Figura 26 e 27 – Relação de escala entre humano-catedral, com a figura humana representada pela altura em
vermelho e a altura da Igreja em verde; relação de escala humano-dois pavimentos, no interior da Igreja, mesmo
esquema de cores da figura anterior.
3.3.8 Expressão
No que se refere à expressão, que tem como intuito comunicar a mensagem simbólica
presente na construção como um todo, a Igreja de Cristo de Spitalfields transmite os ideais
difundidos na época em que foi concebida.
3.3.9 Ornamentação
Por fim, para fechar os itens do tópico 3.3, a análise das ornamentações encontradas
na obra busca apresentar as principais características da estética da época através do
entendimento de sua história assim como de sua expressão simbólica.
Reconhecida toda importância que o parlamento teve durante a construção das igrejas,
incluindo a de Spitalfields, foi instaurado dois monumentos em seu interior, um
homenageando Edward Peck e outro Sir Robert Ladbroke. O primeiro monumento foi
instituído na parede do quadrante sul, sendo este, um desenho barroco feito em mármore e
possuindo veios dourados, o qual homenageou Peck por ser um dos comissários para a
construção das novas igrejas.(figura 29). Já o segundo monumento, se localiza contra a
parede do quadrante norte e retrata Sir Robert Ladbroke com as vestes de um lorde em frente
a uma estrutura grega com arquitraves e um frontão triangular, todos possuindo o mármore
como matéria prima principal. (figura 30)

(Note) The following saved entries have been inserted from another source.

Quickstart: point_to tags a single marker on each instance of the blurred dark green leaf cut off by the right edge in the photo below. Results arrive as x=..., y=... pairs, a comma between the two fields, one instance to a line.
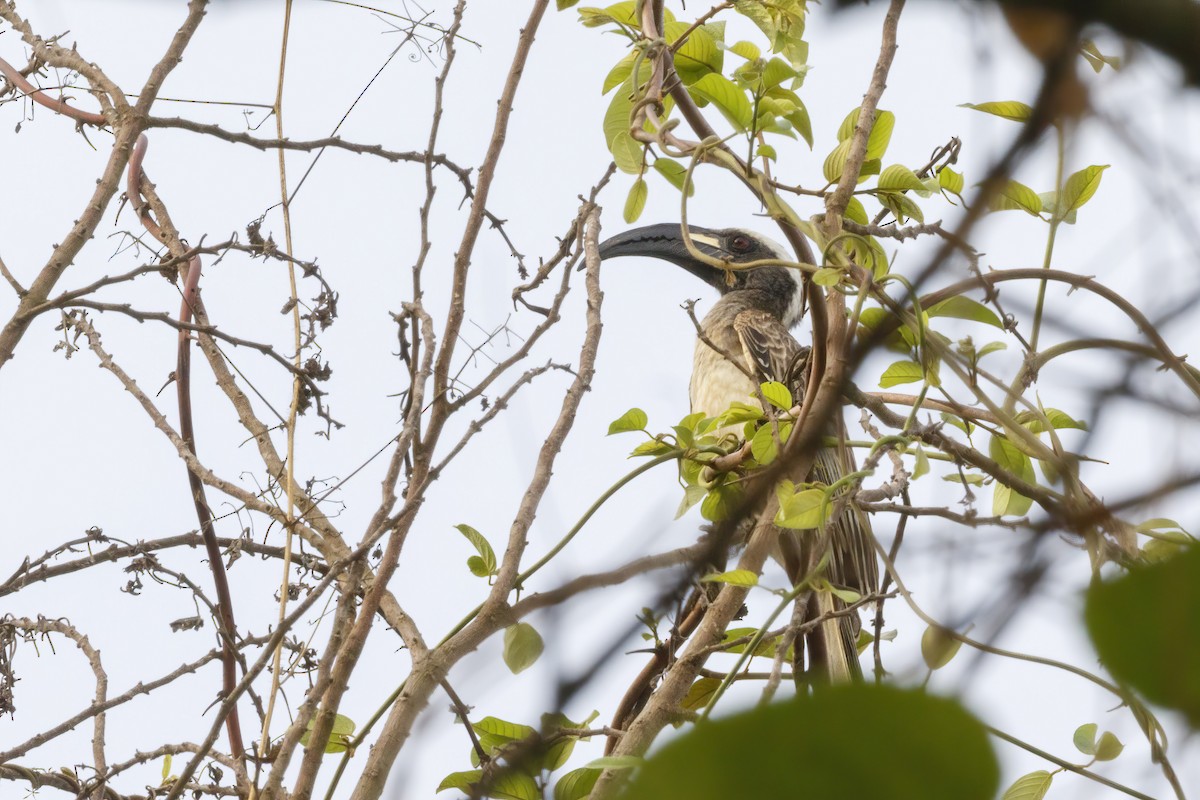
x=1147, y=630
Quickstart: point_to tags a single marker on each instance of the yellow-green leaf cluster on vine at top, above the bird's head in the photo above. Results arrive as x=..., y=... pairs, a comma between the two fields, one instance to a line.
x=759, y=97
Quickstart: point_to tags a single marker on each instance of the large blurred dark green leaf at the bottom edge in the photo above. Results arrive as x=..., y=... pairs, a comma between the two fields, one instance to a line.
x=879, y=741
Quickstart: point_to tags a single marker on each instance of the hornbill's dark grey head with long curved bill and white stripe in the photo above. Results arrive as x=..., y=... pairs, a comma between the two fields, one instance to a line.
x=777, y=290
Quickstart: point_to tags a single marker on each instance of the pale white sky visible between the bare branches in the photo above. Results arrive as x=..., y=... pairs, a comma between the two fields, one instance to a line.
x=79, y=453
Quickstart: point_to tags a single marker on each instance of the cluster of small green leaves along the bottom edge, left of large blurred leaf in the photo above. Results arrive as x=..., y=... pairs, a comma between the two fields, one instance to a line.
x=519, y=761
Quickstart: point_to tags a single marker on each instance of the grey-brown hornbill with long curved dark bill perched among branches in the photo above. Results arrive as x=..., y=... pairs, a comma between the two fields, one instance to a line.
x=751, y=324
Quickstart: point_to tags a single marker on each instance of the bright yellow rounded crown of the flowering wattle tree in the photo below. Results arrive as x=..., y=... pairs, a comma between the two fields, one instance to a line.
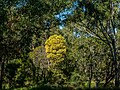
x=55, y=49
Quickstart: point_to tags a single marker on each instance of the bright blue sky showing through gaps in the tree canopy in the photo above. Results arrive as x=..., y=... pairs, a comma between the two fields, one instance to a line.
x=61, y=16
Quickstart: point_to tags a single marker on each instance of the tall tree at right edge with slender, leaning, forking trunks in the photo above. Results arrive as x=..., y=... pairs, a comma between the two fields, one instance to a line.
x=100, y=19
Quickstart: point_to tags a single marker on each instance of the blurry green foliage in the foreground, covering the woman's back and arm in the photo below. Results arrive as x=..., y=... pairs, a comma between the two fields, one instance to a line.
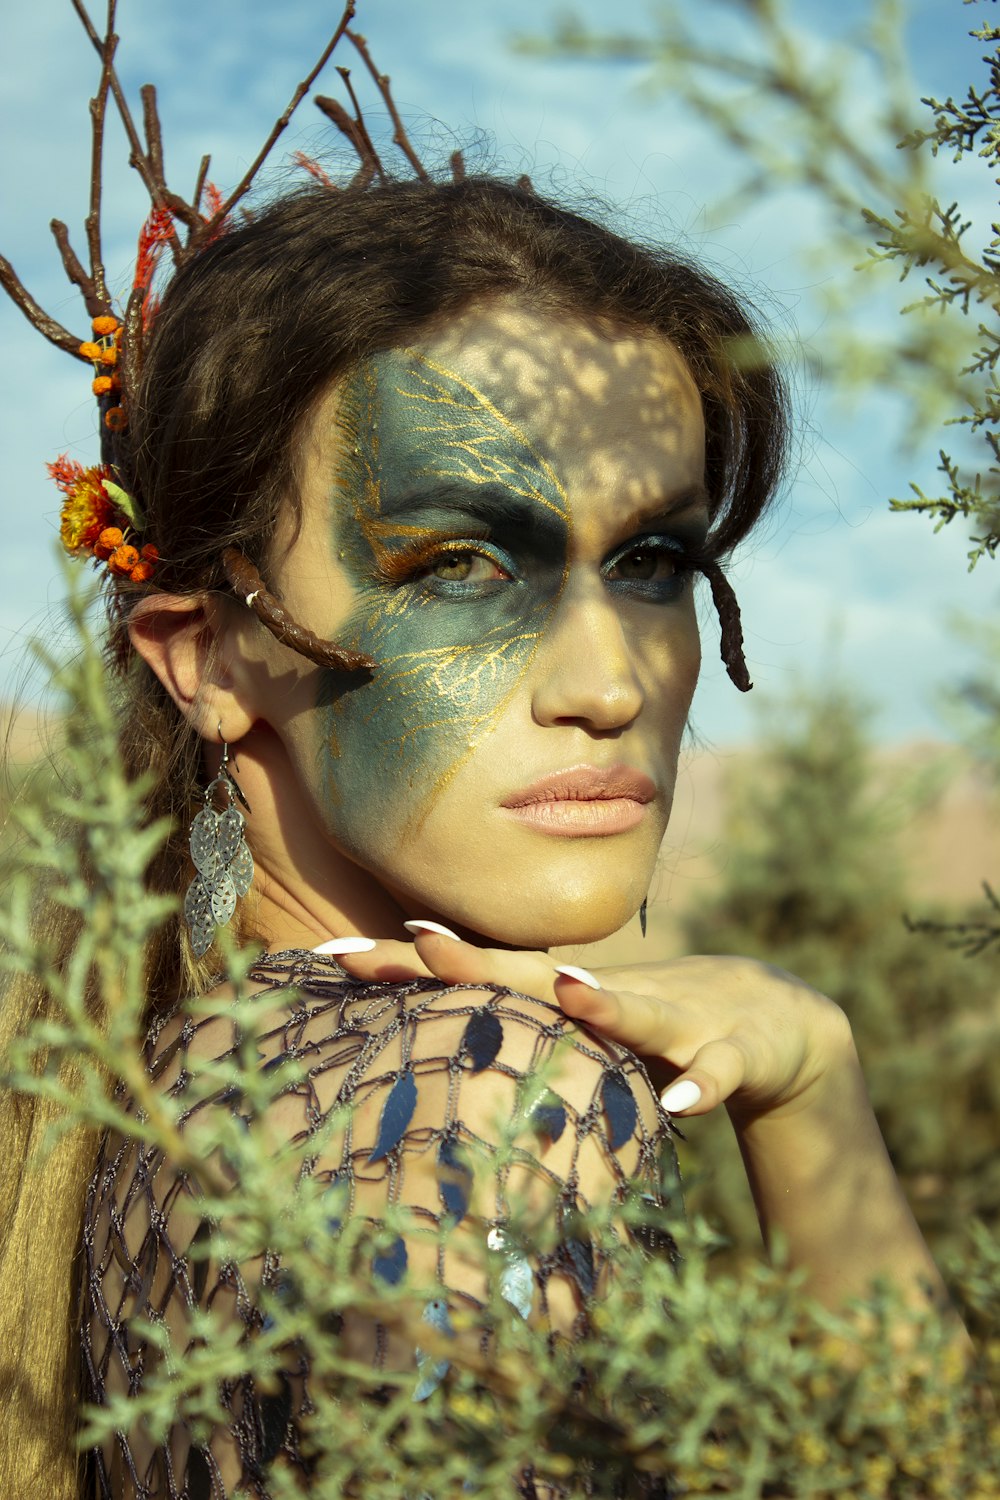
x=734, y=1385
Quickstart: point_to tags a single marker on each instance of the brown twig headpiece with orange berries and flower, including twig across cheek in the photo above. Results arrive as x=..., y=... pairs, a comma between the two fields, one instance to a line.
x=100, y=518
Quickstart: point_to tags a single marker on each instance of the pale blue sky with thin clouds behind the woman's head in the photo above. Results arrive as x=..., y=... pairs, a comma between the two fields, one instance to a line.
x=833, y=586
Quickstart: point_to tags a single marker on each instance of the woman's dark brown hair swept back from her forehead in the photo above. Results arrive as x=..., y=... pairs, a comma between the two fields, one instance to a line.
x=256, y=329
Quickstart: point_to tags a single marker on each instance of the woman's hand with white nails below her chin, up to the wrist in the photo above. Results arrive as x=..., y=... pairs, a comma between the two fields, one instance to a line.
x=734, y=1030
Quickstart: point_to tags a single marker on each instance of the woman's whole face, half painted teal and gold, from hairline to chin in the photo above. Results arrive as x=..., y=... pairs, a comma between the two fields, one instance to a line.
x=500, y=517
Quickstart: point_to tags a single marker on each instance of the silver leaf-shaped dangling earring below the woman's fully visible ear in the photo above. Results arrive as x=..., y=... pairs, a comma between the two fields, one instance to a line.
x=221, y=857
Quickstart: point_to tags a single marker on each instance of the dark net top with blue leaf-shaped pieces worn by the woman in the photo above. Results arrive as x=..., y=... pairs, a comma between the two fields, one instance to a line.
x=425, y=1072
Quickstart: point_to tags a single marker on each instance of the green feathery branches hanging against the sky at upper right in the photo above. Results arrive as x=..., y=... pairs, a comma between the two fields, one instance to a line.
x=839, y=118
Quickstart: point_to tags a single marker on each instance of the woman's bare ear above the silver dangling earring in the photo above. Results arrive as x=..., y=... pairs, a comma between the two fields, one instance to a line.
x=184, y=641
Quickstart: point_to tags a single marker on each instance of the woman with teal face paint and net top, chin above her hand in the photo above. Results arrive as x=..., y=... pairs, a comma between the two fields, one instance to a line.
x=478, y=448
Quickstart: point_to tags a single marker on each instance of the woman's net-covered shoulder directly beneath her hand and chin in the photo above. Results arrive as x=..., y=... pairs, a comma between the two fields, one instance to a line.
x=416, y=1064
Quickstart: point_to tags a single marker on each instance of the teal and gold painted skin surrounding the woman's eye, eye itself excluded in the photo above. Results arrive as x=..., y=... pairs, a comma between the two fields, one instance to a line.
x=448, y=665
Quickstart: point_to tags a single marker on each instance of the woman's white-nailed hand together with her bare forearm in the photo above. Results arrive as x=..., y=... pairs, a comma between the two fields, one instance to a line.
x=780, y=1057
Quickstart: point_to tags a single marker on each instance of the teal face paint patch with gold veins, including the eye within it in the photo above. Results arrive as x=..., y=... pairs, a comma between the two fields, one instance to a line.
x=454, y=532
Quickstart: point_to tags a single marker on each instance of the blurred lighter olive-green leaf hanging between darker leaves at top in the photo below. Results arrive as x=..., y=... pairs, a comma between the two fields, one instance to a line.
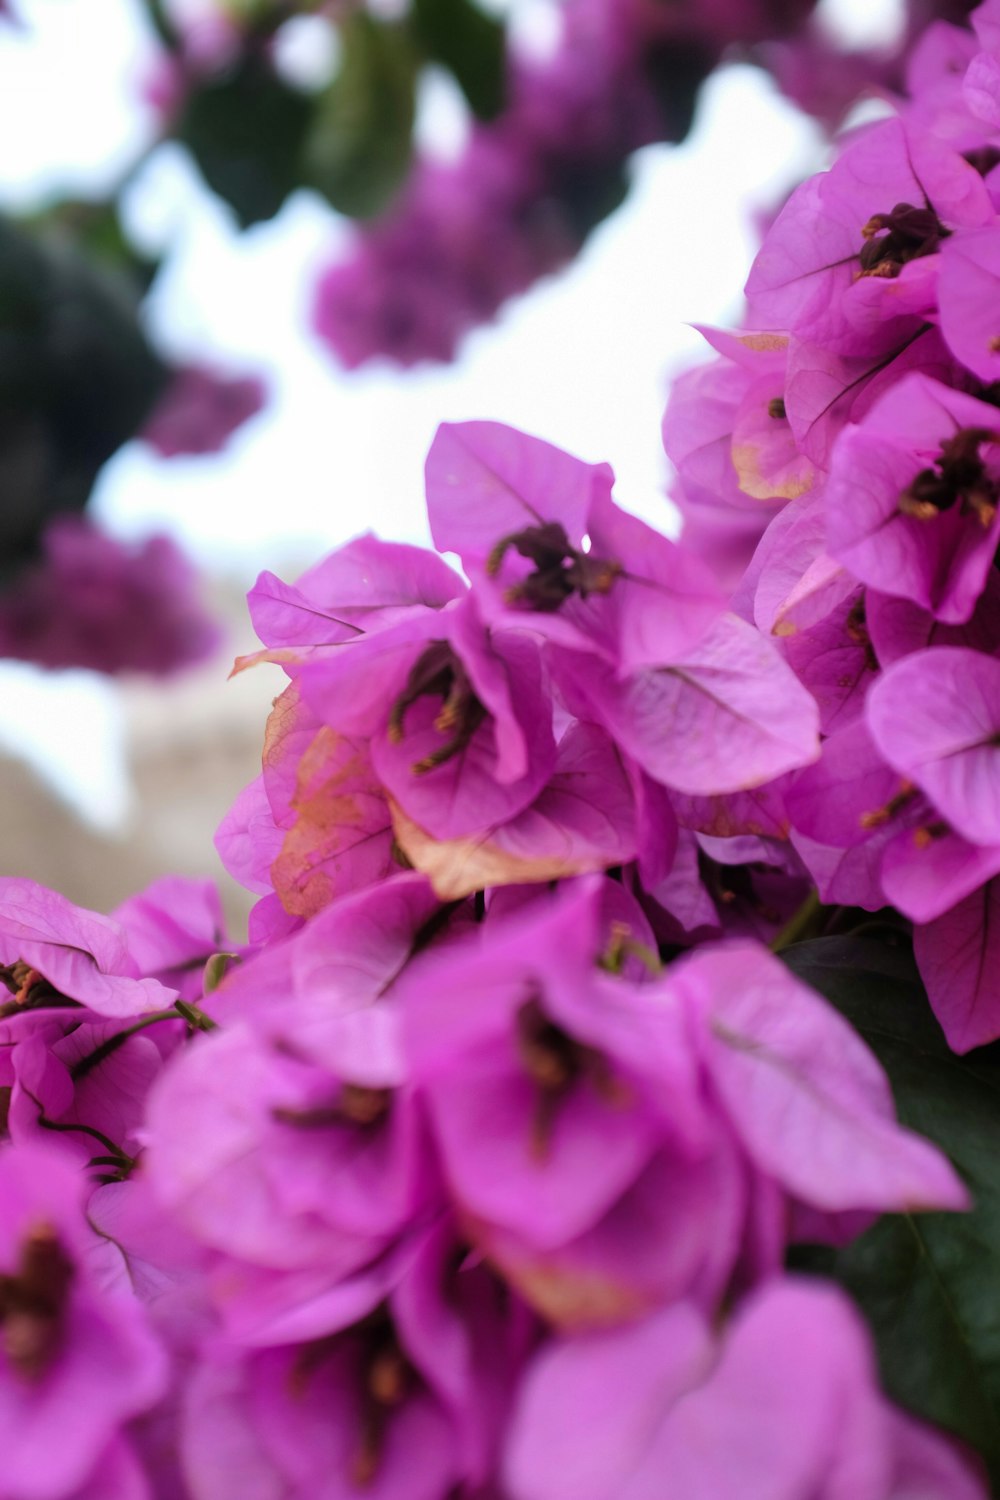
x=359, y=148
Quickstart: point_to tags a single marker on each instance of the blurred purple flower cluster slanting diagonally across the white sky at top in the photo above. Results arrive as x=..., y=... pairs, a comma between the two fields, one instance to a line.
x=530, y=187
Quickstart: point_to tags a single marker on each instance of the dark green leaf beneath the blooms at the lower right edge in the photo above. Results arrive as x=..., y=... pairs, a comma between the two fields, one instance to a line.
x=929, y=1285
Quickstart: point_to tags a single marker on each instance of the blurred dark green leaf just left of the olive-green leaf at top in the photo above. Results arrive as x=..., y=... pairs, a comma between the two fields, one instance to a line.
x=247, y=131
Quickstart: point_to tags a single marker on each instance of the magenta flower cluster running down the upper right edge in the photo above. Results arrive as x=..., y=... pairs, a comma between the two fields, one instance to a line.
x=842, y=463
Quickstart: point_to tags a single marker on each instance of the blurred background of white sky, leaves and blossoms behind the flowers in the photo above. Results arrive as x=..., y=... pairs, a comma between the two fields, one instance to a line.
x=167, y=241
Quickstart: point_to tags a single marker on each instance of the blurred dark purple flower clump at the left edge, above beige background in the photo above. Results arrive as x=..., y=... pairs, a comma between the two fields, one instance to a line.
x=98, y=604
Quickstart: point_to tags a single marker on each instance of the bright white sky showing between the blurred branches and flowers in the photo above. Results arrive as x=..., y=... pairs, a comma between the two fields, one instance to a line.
x=582, y=361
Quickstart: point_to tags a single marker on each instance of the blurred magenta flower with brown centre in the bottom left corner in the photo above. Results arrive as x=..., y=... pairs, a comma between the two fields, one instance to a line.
x=76, y=1363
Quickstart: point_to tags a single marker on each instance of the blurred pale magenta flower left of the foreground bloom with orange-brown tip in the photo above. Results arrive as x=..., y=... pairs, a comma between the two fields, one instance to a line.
x=293, y=1175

Outra simbologia marcante na igreja são os vitrais da arcada sul. Eles são divididos
em três, onde cada um retrata incidentes da vida de Jesus Cristo, dentre eles a última ceia, a
ressurreição e acima deles, um semi-óculo representando a coroa de glória (figura 19).
4. Considerações finais
No capítulo cinco do livro ‘Saber ver a arquitetura’, Bruno Zevi põe em pauta
pensamentos que seguem tal linha de raciocínio, revelando interpretações aplicáveis em
diferentes aspectos expressivos de um mesmo monumento arquitetônico através dos anos e de
seu momento na história.
A igreja de Cristo de Spitalfields, por exemplo, responde com êxito a este raciocínio e
às vertentes do estudo de Zevi a partir das análises políticas, econômico-sociais e
filosófico-religiosas de acordo com a época de seu planejamento. A título de exemplificação,
foi apresentado um paralelismo entre o barroco inglês juntamente com a inserção do
neopalladianismo na Inglaterra, como uma forma de afirmação do protestantismo anglicano e
de sua linha religiosa. Do mesmo modo, o movimento neopaladiano veio de encontro com a
filosofia iluminista, a qual possuía ascendência na época e pregava entre tantos valores, o uso
do racionalismo nos mais diversos ambientes, incluindo o arquitetônico.
5. Referências bibliográficas
The Church East and West: Orienting the Queen Anne Churches, 1711-34 / Jason R. Ali and
Peter Cunich Journal of the Society of Architectural Historians Vol. 64, No. 1 (Mar., 2005),
pp. 56-73 (18 pages) Published By: University of California Press
VENTURI, Robert; BROWN, Denise S. Architecture as Signs and Systems. The Belknap Press of
Harvard University Press. Cambridge, Massachusetts. London, England, 2004.